Démissions des partis politiques, rien que pour des intérêts personnels

Depuis la confection et la publication des listes de candidatures des partis politiques aux élections législatives de novembre prochain, il ne se passe pratiquement pas un seul jour sans qu’on assiste à une démission dans un parti politique. Qu’ils soient de la majorité ou de l’opposition, ils sont tous atteints par ce syndrome. Qui, en vérité n’est pas du tout nouveau sous nos tropiques. C’est d’ailleurs l’un des points communs à tous les partis politiques si bien qu’ils sont tous coutumiers du phénomène.

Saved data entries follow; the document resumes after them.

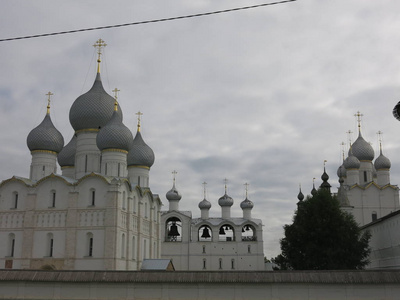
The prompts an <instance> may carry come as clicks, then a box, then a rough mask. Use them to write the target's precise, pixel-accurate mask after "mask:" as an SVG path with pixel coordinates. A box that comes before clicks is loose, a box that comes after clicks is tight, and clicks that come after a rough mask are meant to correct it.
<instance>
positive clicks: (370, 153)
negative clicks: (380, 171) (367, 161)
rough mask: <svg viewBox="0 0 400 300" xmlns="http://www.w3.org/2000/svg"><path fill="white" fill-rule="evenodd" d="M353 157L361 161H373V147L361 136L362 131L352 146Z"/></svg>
mask: <svg viewBox="0 0 400 300" xmlns="http://www.w3.org/2000/svg"><path fill="white" fill-rule="evenodd" d="M352 151H353V155H354V156H355V157H357V158H358V160H360V161H372V160H373V159H374V156H375V153H374V149H373V148H372V146H371V145H370V144H369V143H368V142H367V141H366V140H364V138H363V137H362V135H361V131H360V132H359V134H358V138H357V140H356V141H355V142H354V144H353V145H352Z"/></svg>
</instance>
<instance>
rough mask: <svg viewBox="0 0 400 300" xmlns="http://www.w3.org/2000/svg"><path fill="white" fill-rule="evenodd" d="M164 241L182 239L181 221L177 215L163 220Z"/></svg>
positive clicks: (179, 240) (177, 240)
mask: <svg viewBox="0 0 400 300" xmlns="http://www.w3.org/2000/svg"><path fill="white" fill-rule="evenodd" d="M165 241H166V242H181V241H182V221H181V219H179V218H177V217H170V218H168V219H167V221H166V222H165Z"/></svg>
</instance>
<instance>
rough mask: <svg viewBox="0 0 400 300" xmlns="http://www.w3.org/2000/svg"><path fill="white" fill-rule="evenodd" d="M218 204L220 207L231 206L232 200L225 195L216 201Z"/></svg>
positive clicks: (228, 197)
mask: <svg viewBox="0 0 400 300" xmlns="http://www.w3.org/2000/svg"><path fill="white" fill-rule="evenodd" d="M218 204H219V205H220V206H232V205H233V199H232V198H231V197H229V196H228V195H227V194H226V193H225V195H223V196H222V197H221V198H219V199H218Z"/></svg>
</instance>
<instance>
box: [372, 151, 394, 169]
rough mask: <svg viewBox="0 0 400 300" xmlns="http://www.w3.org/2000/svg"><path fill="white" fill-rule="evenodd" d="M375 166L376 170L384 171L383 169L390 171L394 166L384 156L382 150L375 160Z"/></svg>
mask: <svg viewBox="0 0 400 300" xmlns="http://www.w3.org/2000/svg"><path fill="white" fill-rule="evenodd" d="M374 166H375V169H376V170H382V169H390V167H391V166H392V164H391V162H390V160H389V158H387V157H386V156H384V155H383V154H382V150H381V153H380V155H379V156H378V157H377V159H375V163H374Z"/></svg>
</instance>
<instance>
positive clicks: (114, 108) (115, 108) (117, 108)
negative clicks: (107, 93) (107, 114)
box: [112, 88, 120, 111]
mask: <svg viewBox="0 0 400 300" xmlns="http://www.w3.org/2000/svg"><path fill="white" fill-rule="evenodd" d="M112 91H113V93H114V98H115V102H114V110H115V111H118V92H119V91H120V90H119V89H117V88H115V89H113V90H112Z"/></svg>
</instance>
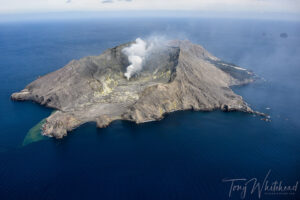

En effet, c’est ce qu’on a appelé à un moment donné (et qui l’est toujours) le nomadisme politique. Exactement comme des bergers nomades qui se déplacent  avec leurs troupeaux en fonction des saisons, à la recherche de quoi faire paitre les animaux. C’est donc la saison du nomadisme politique où chaque homme politique décide de quitter un parti politique pour un autre,  parce que ses intérêts personnels ne sont plus garantis là où il était. Quel cynisme ? Des députés n’ont pas trouvé mieux que d’attendre le dernier mois de la législature pour démissionner de l’Assemblée nationale (donc du parti qu’il représentait), parce qu’ils n’ont pas voulu perdre leurs intérêts au Parlement. Des conseillers municipaux en ont fait de même, parce qu’ils n’ont pas été bien classés sur les listes de candidature. Si bien que le paysage politique, à défaut d’être lézardé, est en pleine recomposition. Chacun veut mieux se positionner pour garantir ses propres intérêts pour les cinq prochaines années. Et c’est cela la politique, la démocratie au Burkina, comme dans d’autres pays d’Afrique.

Cette pratique éhontée du nomadisme politique est la preuve palpable qu’il n’y a pas d’idéal en politique. Il n’y a pas non plus ni d’idéologie ni de conviction qu’on défend. A la limite, s’il y a un domaine dans lequel la moral est morte depuis longtemps, c’est bien celui de la politique. Où le seul engagement qui vaut semble être l’intérêt pour soi-même. Comment veut-on que dans un tel contexte, les populations aient confiance ?

Cela n’est certainement pas surprenant car c’est seul au Burkina Faso où n’importe qui, sans aucun passé militant ni syndicaliste, devient du jour au lendemain un homme politique. Comme si c’est lorsqu’on a échoué dans tous les domaines qu’on fait la politique. Qui devient ainsi un gagne-pain et non un domaine où on défend les intérêts de la communauté.

Les pouvoirs publics doivent se donner les moyens d’épurer le milieu politique. Car, c’est à partir de lui que partent toutes les dérives qui gangrènent ainsi l’ensemble de la société. Comment veut-on que le citoyen lambda soit civique, alors que l’homme politique qui le lui demande est pire que lui ? Comment peut-on demander aux Burkinabé d’être des hommes intègres, alors que l’homme politique qui l’exige ne l’est pas ? Les élections doivent toujours être des occasions de consolidation de la démocratie et des valeurs qu’elle défend. Malheureusement, avec une telle classe politique, elles constituent un risque de division sociale.